Passwords have been the mainstay of security and authentication for decades. Most users have an average of 20-30 logins for different sites and almost all of them require the use of a password. With all the innovation and new tech these days, especially at our fingertips via our smartphones, we should have phased out passwords by now. Yet companies are instead releasing new technology to manage passwords and repeating the same age-old advice about making passwords “stronger” after breaches.
Most of us can agree a world without passwords is easier and more secure. So, what’s holding us back? Let’s look at the reasons why many companies are holding on to this truly archaic and insecure method of authentication:
For business, change usually comes at a cost – and it’s often the number one reason why we don’t see more companies investing in different security methods. Password-based authentication is essentially a free method that comes built into most systems. Some businesses like banks, insurance companies and retailers are willing and able to invest in more secure password-based authentication solutions. However, when you look at the cost associated with these methods it’s no surprise why more businesses don’t adopt them. Take SMS-OTP for example. A business must pay a price every time it sends a user a one-time password via short message service. With multiple users logging in multiple times, this can add up quickly. Moreover, users often tire of the SMS-OTP process and avoid logging in altogether-resulting in lost revenue. The savings over SMS-OTP solutions and increased security with a passwordless authentication system is worth evaluating.
Most CMO’s are leery of introducing change to their online community.
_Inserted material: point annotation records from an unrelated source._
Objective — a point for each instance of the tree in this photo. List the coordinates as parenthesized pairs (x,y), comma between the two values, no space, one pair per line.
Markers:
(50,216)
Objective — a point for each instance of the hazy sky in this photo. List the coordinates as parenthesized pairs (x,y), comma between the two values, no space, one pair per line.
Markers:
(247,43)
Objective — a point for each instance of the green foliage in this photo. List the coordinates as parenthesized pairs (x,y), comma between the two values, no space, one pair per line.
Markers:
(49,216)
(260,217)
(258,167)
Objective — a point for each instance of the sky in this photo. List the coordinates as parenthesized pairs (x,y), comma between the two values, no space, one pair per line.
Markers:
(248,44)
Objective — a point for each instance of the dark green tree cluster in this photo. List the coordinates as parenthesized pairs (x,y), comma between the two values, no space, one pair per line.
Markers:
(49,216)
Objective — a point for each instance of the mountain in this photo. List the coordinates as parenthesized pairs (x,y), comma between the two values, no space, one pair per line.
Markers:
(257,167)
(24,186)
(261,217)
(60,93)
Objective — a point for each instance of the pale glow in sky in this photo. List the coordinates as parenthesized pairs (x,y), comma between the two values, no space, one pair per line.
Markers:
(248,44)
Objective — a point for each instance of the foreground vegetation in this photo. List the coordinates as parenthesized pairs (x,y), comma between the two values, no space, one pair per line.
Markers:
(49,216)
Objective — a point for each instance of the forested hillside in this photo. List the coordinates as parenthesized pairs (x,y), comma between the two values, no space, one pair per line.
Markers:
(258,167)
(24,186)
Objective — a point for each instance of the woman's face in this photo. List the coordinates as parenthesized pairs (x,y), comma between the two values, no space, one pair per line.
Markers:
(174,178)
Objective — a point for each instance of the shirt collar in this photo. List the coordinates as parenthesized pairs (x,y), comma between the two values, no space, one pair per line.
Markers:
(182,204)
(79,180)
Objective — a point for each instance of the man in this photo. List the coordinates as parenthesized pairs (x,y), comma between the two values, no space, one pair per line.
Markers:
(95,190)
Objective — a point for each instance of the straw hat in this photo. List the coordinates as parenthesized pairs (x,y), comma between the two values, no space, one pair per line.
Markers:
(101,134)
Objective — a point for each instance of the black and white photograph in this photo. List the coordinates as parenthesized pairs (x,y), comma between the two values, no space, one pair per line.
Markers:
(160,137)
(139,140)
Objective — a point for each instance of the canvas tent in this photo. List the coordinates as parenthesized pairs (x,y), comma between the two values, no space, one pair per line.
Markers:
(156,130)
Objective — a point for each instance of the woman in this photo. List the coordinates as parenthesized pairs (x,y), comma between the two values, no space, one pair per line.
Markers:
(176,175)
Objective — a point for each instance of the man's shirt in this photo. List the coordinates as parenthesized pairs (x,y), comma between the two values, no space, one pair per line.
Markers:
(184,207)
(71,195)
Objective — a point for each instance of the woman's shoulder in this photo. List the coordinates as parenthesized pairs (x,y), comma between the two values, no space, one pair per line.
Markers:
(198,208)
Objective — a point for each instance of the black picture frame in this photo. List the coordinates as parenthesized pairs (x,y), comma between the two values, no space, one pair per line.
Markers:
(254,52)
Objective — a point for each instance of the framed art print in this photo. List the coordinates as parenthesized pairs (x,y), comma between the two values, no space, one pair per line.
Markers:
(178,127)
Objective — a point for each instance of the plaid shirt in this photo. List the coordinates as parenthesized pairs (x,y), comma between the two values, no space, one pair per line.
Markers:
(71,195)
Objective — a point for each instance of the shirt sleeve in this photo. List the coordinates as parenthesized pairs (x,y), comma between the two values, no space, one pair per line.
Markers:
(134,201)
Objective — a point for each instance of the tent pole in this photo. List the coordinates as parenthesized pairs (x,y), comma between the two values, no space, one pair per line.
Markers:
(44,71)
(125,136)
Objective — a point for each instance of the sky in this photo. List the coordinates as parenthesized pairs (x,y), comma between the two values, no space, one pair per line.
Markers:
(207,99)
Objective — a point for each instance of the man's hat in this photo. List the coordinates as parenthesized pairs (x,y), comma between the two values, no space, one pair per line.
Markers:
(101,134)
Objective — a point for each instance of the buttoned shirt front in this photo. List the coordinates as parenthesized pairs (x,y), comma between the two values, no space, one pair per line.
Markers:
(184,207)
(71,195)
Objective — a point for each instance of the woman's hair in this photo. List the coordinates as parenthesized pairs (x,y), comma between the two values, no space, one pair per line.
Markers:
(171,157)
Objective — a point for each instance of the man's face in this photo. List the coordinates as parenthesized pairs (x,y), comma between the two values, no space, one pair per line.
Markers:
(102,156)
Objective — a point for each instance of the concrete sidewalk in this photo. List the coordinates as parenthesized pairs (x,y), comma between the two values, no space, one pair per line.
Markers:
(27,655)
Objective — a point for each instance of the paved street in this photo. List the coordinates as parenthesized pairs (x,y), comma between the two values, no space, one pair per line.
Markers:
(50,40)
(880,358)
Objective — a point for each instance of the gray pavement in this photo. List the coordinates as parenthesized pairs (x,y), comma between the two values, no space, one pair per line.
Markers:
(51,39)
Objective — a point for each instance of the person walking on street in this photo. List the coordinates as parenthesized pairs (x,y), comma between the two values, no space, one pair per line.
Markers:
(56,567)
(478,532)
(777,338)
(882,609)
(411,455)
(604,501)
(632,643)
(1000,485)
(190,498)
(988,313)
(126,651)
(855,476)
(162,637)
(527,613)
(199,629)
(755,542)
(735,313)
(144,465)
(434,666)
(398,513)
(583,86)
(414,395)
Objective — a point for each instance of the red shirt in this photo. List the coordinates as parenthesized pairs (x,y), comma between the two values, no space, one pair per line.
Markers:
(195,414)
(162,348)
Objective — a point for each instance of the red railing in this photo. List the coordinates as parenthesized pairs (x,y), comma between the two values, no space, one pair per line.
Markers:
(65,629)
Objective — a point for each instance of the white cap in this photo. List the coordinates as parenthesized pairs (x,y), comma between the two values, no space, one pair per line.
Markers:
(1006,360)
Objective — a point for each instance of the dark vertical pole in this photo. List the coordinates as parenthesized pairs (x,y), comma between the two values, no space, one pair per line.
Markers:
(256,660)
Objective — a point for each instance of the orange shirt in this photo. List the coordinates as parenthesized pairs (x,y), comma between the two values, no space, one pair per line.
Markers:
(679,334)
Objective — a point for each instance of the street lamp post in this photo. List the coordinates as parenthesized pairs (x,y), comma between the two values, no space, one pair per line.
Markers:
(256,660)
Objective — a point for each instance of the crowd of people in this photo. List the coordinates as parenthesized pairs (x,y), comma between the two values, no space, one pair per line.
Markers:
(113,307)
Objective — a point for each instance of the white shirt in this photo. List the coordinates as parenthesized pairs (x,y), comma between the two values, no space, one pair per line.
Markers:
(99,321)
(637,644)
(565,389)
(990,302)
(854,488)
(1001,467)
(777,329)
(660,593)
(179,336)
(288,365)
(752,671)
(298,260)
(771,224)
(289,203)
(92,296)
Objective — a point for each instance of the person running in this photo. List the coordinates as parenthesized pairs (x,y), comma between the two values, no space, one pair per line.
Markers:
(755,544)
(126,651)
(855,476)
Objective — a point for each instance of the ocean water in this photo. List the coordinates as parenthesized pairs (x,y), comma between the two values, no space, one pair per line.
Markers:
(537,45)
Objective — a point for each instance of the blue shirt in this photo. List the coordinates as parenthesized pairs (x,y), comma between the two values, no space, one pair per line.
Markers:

We’ve all seen something as simple as a new font color cause a public outcry. According to Justin Misfud, founder of Usability Geek, “88% of consumers are less likely to return to a site after a bad experience.” Logging in is typically the first step of that experience, so it’s understandable why CMOs, CTOs and CSOs fear users would find alternate methods of authentication is too cumbersome. But their perception is wrong – according to a recent study 28% of shoppers attributed their cart abandonment to having to log in or create an account on a retailer’s website. The reality is there are easier authentication tools out there that can actually improve the user experience. By eliminating typing, in addition to making use of mobile tap, swipe and scan capabilities, application developers can design applications with both simple and secure authentication methods built right in. This can improve customer experience drastically.
According to Gartner‘s 2019-2020 CMO Spend Report, CMO’s are outspending CIO’s in technology. CMO’s have the expertise to maximize the user experience but may not be using the latest and greatest technology. CIO’s and CISO’s have the expertise to secure the organization. If there was more teamwork between CMOs and CIOs/CISOs, and each were tasked with improving the user experience and securing the enterprise, you would see increased innovation when it comes to security and authentication. Technological innovation must take into account security, customer experience, employees and customers. By bringing together key decision makers in the organization that impact can truly be felt.
Why passwords have to go
Passwords have become more of a liability than the security asset they were intended to be. Businesses don’t like paying to secure them, users don’t like creating them, but above all, they’re just too easy for hackers to steal. Centralized identity credential vaults are at the top of the list for hackers to breach.
It’s time for companies to seriously weigh the problems that passwords create for themselves and their users against the benefits they provide. There are passwordless technologies emerging and given the benefits and cost savings, they can be affordable. For every user out there, authentication should be simple and secure.